Für die Sexarbeiter:innen in Österreich bleibt die Zukunft ungewiss. Für feministische Bestrebungen sieht es nicht unbedingt besser aus, sagt Wirtschaftswissenschaftlerin Mader: „Krisen werfen Gleichstellungsbestrebungen immer zurück oder machen sie gar zunichte.“ Durch die Einkommensausfälle würden viele Tätigkeiten wie Kinderbetreuung oder Reinigung zurück ins Private gedrängt, wo wiederum zumeist Frauen diese Tätigkeiten übernehmen. Mit dieser potenziellen Re-Traditionalisierung befürchtet Mader einen feministischen Rückschlag.

Laut Eva van Rahden gab es im 2. Lockdown eine Gruppe von Frauen, die Ansprüche aus dem Härtefallfonds hatten, ebenfalls gab es eine kleine Gruppe von Frauen, die als Betreiberin eines eigenen Lokals auch Ansprüche auf Umsatzersatz hatten. Jedoch gab es eine große Gruppe von Frauen in Beratung und Betreuung, die keinerlei Ansprüche geltend machen konnten. Hier konnte lediglich in kleinem Umfang humanitäre Hilfe geleistet werden. Die Not hat eher zugenommen, da viele Frauen noch Schulden aus dem ersten Lockdown hatten, und die Zeit bis zum 2. Lockdown zu kurz war, um diese abzubauen. "Wir nehmen in der Gruppe von Sexarbeiter:innen, die wir betreuen, eine zunehmende Verzweiflung wahr. Zumal es ja bis auf weiteres keine Aussicht auf Besserung gibt", so van Rahden. Wichtig wäre für die Gruppe, dass sie gleichzeitig mit anderen körpernahen Dienstleistungen wieder zu arbeiten beginnen können und es keine längeren Schließzeiten für diesen Bereich gäbe.

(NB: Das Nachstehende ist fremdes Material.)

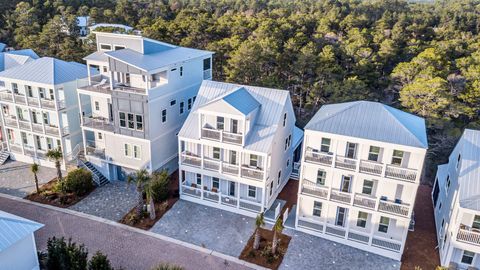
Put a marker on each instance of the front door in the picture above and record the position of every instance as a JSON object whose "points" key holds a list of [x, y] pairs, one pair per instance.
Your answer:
{"points": [[231, 190]]}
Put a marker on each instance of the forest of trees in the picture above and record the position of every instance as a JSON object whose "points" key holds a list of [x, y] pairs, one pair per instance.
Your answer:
{"points": [[420, 57]]}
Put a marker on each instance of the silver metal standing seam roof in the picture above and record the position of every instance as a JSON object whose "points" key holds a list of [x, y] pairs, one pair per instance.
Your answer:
{"points": [[156, 60], [47, 70], [14, 229], [272, 103], [469, 171], [371, 120]]}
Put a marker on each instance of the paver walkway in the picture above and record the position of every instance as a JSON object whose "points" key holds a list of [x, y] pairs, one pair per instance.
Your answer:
{"points": [[209, 227], [111, 201], [311, 252], [125, 248], [17, 180], [420, 248]]}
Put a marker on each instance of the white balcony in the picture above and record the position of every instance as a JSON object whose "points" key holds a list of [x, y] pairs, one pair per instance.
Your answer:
{"points": [[468, 235], [222, 136], [395, 208], [341, 196], [318, 157], [313, 189]]}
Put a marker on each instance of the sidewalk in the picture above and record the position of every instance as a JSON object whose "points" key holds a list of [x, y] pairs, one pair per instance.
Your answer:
{"points": [[126, 247]]}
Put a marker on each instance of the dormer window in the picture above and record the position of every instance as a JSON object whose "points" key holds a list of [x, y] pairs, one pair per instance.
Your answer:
{"points": [[220, 123]]}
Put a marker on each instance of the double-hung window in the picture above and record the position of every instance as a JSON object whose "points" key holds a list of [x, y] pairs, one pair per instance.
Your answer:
{"points": [[362, 219], [383, 225], [467, 257], [374, 153], [325, 145], [220, 123], [397, 157], [317, 209], [252, 191], [321, 176], [367, 188]]}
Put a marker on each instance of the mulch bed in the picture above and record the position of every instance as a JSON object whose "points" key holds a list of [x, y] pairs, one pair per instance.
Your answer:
{"points": [[146, 223], [420, 245], [255, 256], [47, 195]]}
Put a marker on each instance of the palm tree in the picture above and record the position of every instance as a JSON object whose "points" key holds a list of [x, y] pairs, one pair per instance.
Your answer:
{"points": [[140, 178], [277, 228], [57, 156], [259, 222], [34, 169]]}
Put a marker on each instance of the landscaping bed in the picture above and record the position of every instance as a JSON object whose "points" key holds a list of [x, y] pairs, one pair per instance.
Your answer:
{"points": [[145, 222], [263, 255], [50, 195]]}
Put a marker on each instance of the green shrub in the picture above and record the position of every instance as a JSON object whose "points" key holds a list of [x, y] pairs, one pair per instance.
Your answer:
{"points": [[65, 255], [159, 186], [79, 181], [99, 262], [167, 266]]}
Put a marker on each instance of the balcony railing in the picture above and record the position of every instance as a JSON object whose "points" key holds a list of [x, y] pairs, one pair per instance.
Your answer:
{"points": [[371, 167], [191, 159], [222, 136], [211, 164], [6, 96], [33, 101], [19, 98], [98, 123], [49, 104], [11, 121], [365, 201], [24, 124], [252, 173], [341, 196], [346, 163], [312, 188], [396, 172], [217, 197], [400, 209], [319, 157], [388, 244], [230, 168], [468, 235], [52, 130]]}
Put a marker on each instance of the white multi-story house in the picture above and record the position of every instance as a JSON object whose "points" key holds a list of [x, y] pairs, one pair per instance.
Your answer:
{"points": [[456, 201], [133, 110], [39, 109], [236, 147], [361, 166]]}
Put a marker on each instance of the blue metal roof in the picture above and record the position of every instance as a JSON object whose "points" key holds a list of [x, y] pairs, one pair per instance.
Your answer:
{"points": [[242, 101], [47, 70], [14, 229], [371, 120]]}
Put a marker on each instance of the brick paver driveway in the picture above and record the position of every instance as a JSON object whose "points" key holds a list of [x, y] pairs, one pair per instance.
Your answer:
{"points": [[125, 248]]}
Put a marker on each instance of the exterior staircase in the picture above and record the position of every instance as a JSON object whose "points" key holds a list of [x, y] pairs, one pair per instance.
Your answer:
{"points": [[4, 154], [98, 177]]}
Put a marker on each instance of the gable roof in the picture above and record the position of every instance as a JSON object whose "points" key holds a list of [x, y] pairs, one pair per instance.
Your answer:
{"points": [[372, 121], [47, 70], [240, 100], [469, 170], [155, 60], [14, 229], [271, 103]]}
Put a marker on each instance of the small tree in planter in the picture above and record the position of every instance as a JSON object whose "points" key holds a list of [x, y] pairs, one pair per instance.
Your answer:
{"points": [[140, 178], [277, 229], [57, 156], [34, 169], [259, 222]]}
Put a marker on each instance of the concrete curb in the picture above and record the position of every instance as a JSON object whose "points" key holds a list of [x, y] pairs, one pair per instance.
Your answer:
{"points": [[136, 230]]}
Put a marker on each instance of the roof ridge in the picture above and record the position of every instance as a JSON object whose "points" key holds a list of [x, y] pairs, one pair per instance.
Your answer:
{"points": [[401, 124]]}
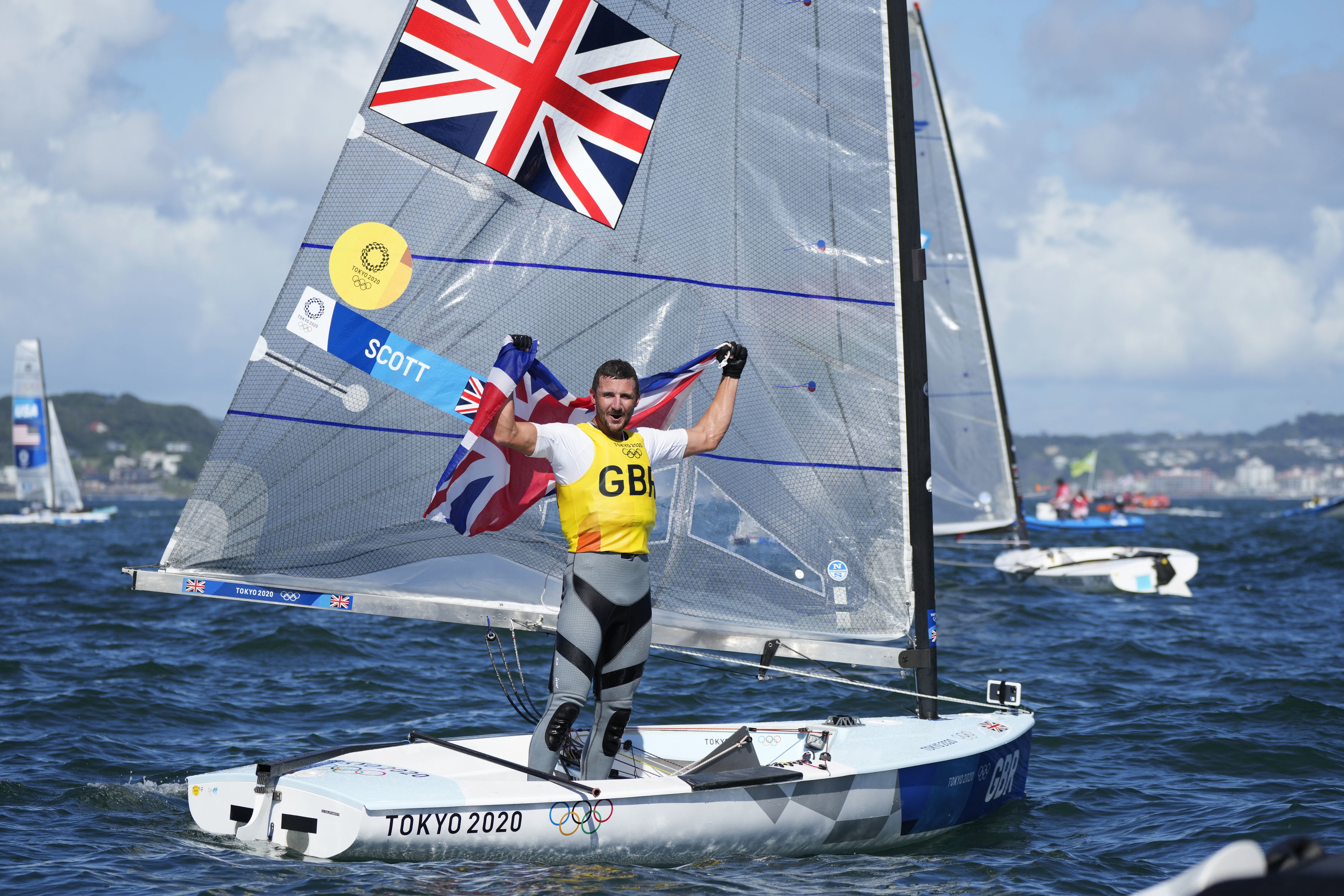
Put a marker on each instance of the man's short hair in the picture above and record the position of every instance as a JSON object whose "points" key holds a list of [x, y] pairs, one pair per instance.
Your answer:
{"points": [[617, 370]]}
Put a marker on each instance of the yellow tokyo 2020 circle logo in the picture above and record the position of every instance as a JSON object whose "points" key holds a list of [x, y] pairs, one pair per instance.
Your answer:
{"points": [[370, 265]]}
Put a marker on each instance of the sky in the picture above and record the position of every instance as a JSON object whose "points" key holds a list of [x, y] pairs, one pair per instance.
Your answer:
{"points": [[1156, 190]]}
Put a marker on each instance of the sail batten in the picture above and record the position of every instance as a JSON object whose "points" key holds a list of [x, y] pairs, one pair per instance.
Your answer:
{"points": [[31, 426], [761, 210], [65, 487]]}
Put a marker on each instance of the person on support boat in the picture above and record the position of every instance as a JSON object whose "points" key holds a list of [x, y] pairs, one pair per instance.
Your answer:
{"points": [[1059, 500], [604, 477]]}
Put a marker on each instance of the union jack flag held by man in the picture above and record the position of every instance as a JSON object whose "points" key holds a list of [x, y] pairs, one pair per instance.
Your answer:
{"points": [[471, 401], [557, 94], [487, 487]]}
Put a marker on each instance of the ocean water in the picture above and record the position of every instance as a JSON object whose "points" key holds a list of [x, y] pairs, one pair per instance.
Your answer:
{"points": [[1166, 727]]}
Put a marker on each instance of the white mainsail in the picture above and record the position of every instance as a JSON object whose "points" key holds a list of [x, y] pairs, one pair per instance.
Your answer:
{"points": [[709, 176], [31, 442], [973, 485], [65, 487]]}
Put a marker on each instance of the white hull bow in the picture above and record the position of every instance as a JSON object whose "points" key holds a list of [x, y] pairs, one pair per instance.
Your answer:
{"points": [[892, 781], [1107, 570]]}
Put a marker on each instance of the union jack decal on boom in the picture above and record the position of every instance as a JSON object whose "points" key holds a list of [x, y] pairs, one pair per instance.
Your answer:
{"points": [[557, 94]]}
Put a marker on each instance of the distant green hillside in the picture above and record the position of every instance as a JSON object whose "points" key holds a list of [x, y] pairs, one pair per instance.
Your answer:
{"points": [[1283, 445], [99, 428]]}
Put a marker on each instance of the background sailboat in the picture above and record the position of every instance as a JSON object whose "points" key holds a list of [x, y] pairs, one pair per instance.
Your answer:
{"points": [[973, 469], [46, 479], [651, 206], [975, 485]]}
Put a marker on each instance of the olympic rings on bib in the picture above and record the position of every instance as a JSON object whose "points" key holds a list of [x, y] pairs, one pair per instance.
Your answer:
{"points": [[581, 816]]}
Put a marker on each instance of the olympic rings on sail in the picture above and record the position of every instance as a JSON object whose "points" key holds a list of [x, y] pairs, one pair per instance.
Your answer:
{"points": [[581, 816]]}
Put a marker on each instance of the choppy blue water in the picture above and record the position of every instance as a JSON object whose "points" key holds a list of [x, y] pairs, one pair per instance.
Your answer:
{"points": [[1166, 729]]}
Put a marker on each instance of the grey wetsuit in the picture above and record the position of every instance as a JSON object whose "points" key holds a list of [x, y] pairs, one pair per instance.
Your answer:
{"points": [[602, 641]]}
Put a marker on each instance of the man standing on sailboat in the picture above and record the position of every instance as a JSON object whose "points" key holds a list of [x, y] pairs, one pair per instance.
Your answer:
{"points": [[604, 475]]}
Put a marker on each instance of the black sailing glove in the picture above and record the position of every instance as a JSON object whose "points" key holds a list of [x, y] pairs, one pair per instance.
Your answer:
{"points": [[732, 359]]}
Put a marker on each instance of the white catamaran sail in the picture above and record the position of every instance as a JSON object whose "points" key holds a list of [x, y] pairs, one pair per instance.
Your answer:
{"points": [[643, 182], [46, 479], [973, 483], [65, 488], [31, 440]]}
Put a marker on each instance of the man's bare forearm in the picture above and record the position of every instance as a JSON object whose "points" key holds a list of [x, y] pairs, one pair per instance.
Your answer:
{"points": [[713, 426], [513, 433]]}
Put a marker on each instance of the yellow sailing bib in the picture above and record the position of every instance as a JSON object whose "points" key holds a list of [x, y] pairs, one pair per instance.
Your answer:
{"points": [[611, 507]]}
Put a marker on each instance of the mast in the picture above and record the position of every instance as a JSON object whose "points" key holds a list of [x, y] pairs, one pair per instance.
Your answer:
{"points": [[980, 287], [916, 351]]}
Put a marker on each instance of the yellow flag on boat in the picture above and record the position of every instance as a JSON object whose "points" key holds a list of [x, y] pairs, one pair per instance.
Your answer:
{"points": [[1085, 465]]}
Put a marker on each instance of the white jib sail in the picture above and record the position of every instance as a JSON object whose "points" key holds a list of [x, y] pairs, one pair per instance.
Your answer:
{"points": [[710, 175], [65, 487], [972, 473]]}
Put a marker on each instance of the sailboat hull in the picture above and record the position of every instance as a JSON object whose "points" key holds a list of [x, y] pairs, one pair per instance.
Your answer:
{"points": [[1102, 570], [58, 518], [420, 802]]}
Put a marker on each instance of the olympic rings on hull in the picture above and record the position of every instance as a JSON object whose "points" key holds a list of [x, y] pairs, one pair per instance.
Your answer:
{"points": [[581, 815]]}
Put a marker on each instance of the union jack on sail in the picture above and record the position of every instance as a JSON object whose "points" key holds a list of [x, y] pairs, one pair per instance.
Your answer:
{"points": [[557, 94]]}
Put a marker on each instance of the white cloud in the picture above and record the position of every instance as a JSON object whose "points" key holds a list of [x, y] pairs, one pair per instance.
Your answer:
{"points": [[148, 264], [971, 127], [56, 57], [1128, 291], [304, 68]]}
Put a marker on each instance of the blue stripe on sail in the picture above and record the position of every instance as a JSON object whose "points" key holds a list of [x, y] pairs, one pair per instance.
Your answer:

Die weiteren Schritte sind bei Sexarbeiterin Prugger längst in Planung. Mit der neu gegründeten Berufsvertretung geht sie einmal mehr in die Öffentlichkeit. "Ich werde es vielleicht nicht mehr erleben, aber mein Ziel ist klar: ich will, dass ich irgendwann von meinem Beruf erzählen kann, ohne stigmatisiert zu werden."